The proof continues: \begin{align*} \sqrt{x+a}-\sqrt{x} &= x^{1/2}(\sqrt{1+a/x} - 1) \\ &= x^{1/2}(1 + a/2x + O(x^{-2})), \end{align*}
It would appear that’s an error; it would appear the proof writer dropped the minus 1.
But it continues, hence
$\sqrt{\sqrt{x+a} - \sqrt{x}} = x^{1/4} (a/4x + O(x^{-2}))$
Which I’m at a loss how to arrive at.
OK, so the first step is clearly a mistake with them dropping the $-1$. However, I'm going to try to explain what they may have done, even though it doesn't make sense. First, let's start with their (albeit wrong) equation:
$$\sqrt{x+a}-\sqrt{x}=x^{1/2}(1+\frac{a}{2x}+O(x^{-2}))$$ Now, take the square root: $$\sqrt{\sqrt{x+a}-\sqrt{x}}=[x^{1/2}(1+\frac{a}{2x}+O(x^{-2}))]^{1/2}$$
Distribute the exponent: $$\sqrt{\sqrt{x+a}-\sqrt{x}}=x^{1/4}[(1+\frac{a}{2x}+O(x^{-2}))]^{1/2}$$
Now, the second expression on the right is in the form of $(1+z)^{1/2}$, so I will use the following formula:
$$(1+z)^{1/2}=1+\frac z 2+O(z^2)\rightarrow \\ (1+\frac a{2x}+O(x^{-2}))^{1/2}=1+\frac{a}{4x}+\frac{1}{2}O(x^{-2})+O(\frac{a^2}{4x^2})=1+\frac{a}{4x}+O(x^{-2})$$
Thus, we get:
$$\sqrt{\sqrt{x+a}-\sqrt{x}}=x^{1/4}(1+\frac{a}{4x}+O(x^{-2}))$$
Oh, and remember that $-1$ we dropped in the first step? Let's try adding that back in here, because...why not?

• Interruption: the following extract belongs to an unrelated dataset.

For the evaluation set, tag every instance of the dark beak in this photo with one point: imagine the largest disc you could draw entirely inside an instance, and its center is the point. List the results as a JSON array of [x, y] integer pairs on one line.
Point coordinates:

$$\sqrt{\sqrt{x+a}-\sqrt{x}}=x^{1/4}(1+\frac{a}{4x}+O(x^{-2})-1)$$ $$\sqrt{\sqrt{x+a}-\sqrt{x}}=x^{1/4}(\frac{a}{4x}+O(x^{-2}))$$ Thus, we get the same equation they did, and we only had to make two mathematical errors to get there!